En este artículo: importancia de los pies en las posturas de yoga, primera clase de yoga.
Por Elea Bárcena
Fotografía: Julio Cruz
Publicación: lunes 9 de enero, 2012
En Yoga se trabaja con los pies descalzos. Cuando llegué a mi primera clase y me dijeron es sin zapatos pensé –qué a gusto- desabroché los tenis, los coloqué en el rack de madera y entré al Shala. Cuando la maestra me indicó que era sin calcetines y observé que nadie más traía, ya no me pareció tan cómoda la idea, por el contrario lo sentí como un desafío, en aquella práctica me sentí al desnudo. No me gustaban mis pies.
Los occidentales hemos perdido la sensibilidad de nuestras plantas al contacto con la tierra. Tenemos pies torpes, pies que rechazamos por ser flacos, gordos, por tener demasiado empeine o carecer de arco. Las mujeres además, tenemos pies enjuiciados por la moda, alejados del barro por elevarse al cielo mediante el uso de tacones cada vez más altos, que comprimen los metatarsos hasta acalambrarlos. Tenemos pies aprisionados, condenados a vivir antinaturalmente, a no respirar, metidos por 12 horas en su prisión pret à porter. La vida contemporánea sólo relaciona al sentido del tacto con las manos, nunca con los pies que parecen más bien una extensión del zapato. Los metemos y los sacamos en bloque, se nos olvida que al igual que las manos tienen dedos que sienten y se mueven. Las plantas de los pies son nuestras raíces, el Yoga nos hace una invitación abierta a reconectarlas con la tierra.
Las primeras asanas o posturas que se enseñan durante el curso de Iniciación al Yoga que impartimos maestros de Yoga Espacio bajo la dirección de Jñana Dakini, tienen que ver con los pies y las piernas, tienen que ver con el elemento tierra. Debido a que éste nos ayuda a trabajar con la estabilidad en nuestro cuerpo y en nuestra vida. La tierra se localiza hacia las piernas, rodillas y pies; e internamente en músculos, nervio ciático, huesos, dientes, uñas, intestino grueso y recto.

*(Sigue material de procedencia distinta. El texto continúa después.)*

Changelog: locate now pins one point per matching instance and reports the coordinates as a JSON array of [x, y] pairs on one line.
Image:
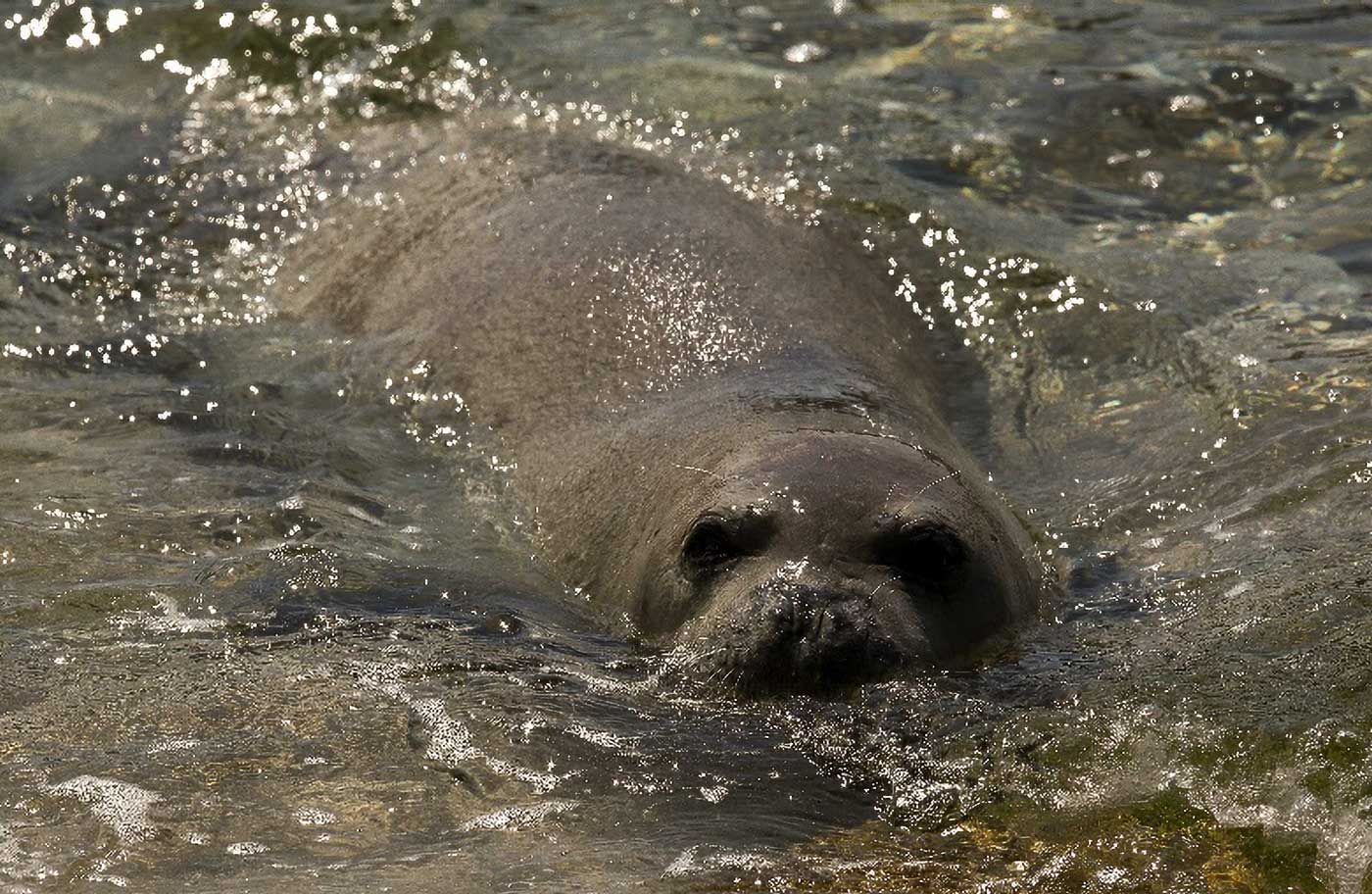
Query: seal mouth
[[800, 639]]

Una de las posturas básicas de tierra es Suptapadangustasana. Recuerdo la placentera sensación de alargamiento que me produjo esta asana cuando la conocí, sabiendo que yo no era precisamente, flexible. Recostada sobre el piso, escuchaba la voz clara y firme de mi maestra dando las indicaciones. Flexioné la rodilla derecha y tomando un cinturón con ambas manos, lo coloqué en el pie derecho. Comencé a estirarlo y a elevarlo y experimenté una sensación completamente nueva en mi corva que me hizo suspirar. Empezaba a despertar la energía de ambas piernas sintiéndolas más vivas.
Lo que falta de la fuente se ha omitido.